# Part 1 ‑ Exploratory data analysis
The attached logins.json file contains (simulated) timestamps of user logins in a particular
geographic location. Aggregate these login counts based on 15minute
time intervals, and
visualize and describe the resulting time series of login counts in ways that best characterize the
underlying patterns of the demand. Please report/illustrate important features of the demand,
such as daily cycles.
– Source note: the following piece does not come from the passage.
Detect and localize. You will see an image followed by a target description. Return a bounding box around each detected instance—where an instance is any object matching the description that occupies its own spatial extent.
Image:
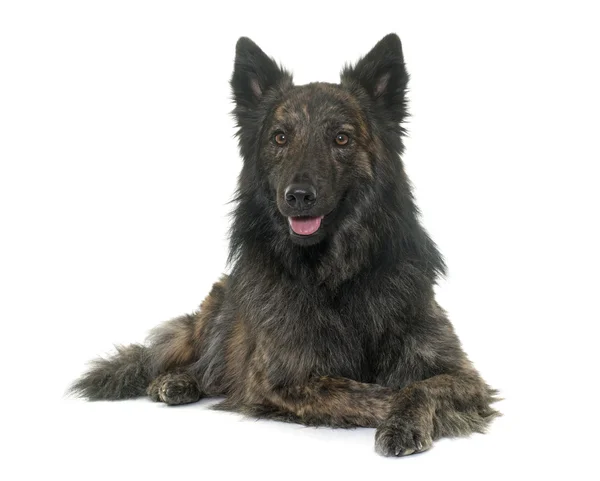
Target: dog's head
[231,34,408,245]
If there are data quality issues, please report them.

In [1]:
import pandas as pd
import matplotlib.pyplot as plt
%matplotlib notebook
# %matplotlib inline
plt.style.use('ggplot')

In [2]:
df = pd.read_json('logins.json')

In [3]:
# take a look
df.tail()

Unnamed: 0,login_time
93137,1970-04-13 18:50:19
93138,1970-04-13 18:43:56
93139,1970-04-13 18:54:02
93140,1970-04-13 18:57:38
93141,1970-04-13 18:54:23


In [4]:
# make sure login time are Datetime object
df.info()

<class 'pandas.core.frame.DataFrame'>
RangeIndex: 93142 entries, 0 to 93141
Data columns (total 1 columns):
login_time    93142 non-null datetime64[ns]
dtypes: datetime64[ns](1)
memory usage: 727.8 KB


In [5]:
# need to add column wih ones
df['login_count'] = 1

In [6]:
df.head()

Unnamed: 0,login_time,login_count
0,1970-01-01 20:13:18,1
1,1970-01-01 20:16:10,1
2,1970-01-01 20:16:37,1
3,1970-01-01 20:16:36,1
4,1970-01-01 20:26:21,1


In [7]:
# aggregate by 15 min window
df15 = df.groupby(pd.Grouper(key='login_time', freq='15min')).login_count.count()

In [8]:
df15.head()

login_time
1970-01-01 20:00:00    2
1970-01-01 20:15:00    6
1970-01-01 20:30:00    9
1970-01-01 20:45:00    7
1970-01-01 21:00:00    1
Freq: 15T, Name: login_count, dtype: int64

In [9]:
# plot time series
_ , ax = plt.subplots()
_ = df15.plot(ax = ax)
_ = ax.set_ylabel('Login Count')
# make sure label doesn't get clipped (optional)
plt.tight_layout()

<IPython.core.display.Javascript object>

In [10]:
# add moving average column
df15 = pd.concat([df15, df15.rolling('24H').mean()], axis = 1)

In [11]:
# change moving average name
colnames = df15.columns.values
colnames[-1] = 'login_count_avg'
df15.columns = colnames
# NOTE: cannot use df.rename because each column has the same name

In [12]:
df15.head()

Unnamed: 0_level_0,login_count,login_count_avg
login_time,Unnamed: 1_level_1,Unnamed: 2_level_1
1970-01-01 20:00:00,2,2.0
1970-01-01 20:15:00,6,4.0
1970-01-01 20:30:00,9,5.666667
1970-01-01 20:45:00,7,6.0
1970-01-01 21:00:00,1,5.0


In [13]:
# data is very noisy, use window function
_ , axw = plt.subplots()
_ = df15.login_count_avg.plot(ax = axw)
plt.tight_layout()

<IPython.core.display.Javascript object>

In [14]:
# There are periodic events where the average number of logins is high
# get encoded day of the week
df15['week_day_code'] = df15.index.dayofweek

In [15]:
# create new columns for logins on weekends up to Monday early morning
crit = df15.week_day_code.isin([5,6]) | ((df15.week_day_code == 5) & (df15.index.hour < 7))
df15.loc[ crit ,'login_weekend'] = df15.login_count_avg

In [16]:
_ , axw2 = plt.subplots()
_ = df15[['login_count_avg', 'login_weekend']].plot(ax = axw2)
plt.tight_layout()

<IPython.core.display.Javascript object>

### Observations:
* Number of login is much higher on Saturdays and Sundays until Monday early morning.
* There is a higher peak on April 4th which may be due to a seasonal event.
* Early april and mid-March we can see local peaks that could be explain by a long holiday weekend for instance.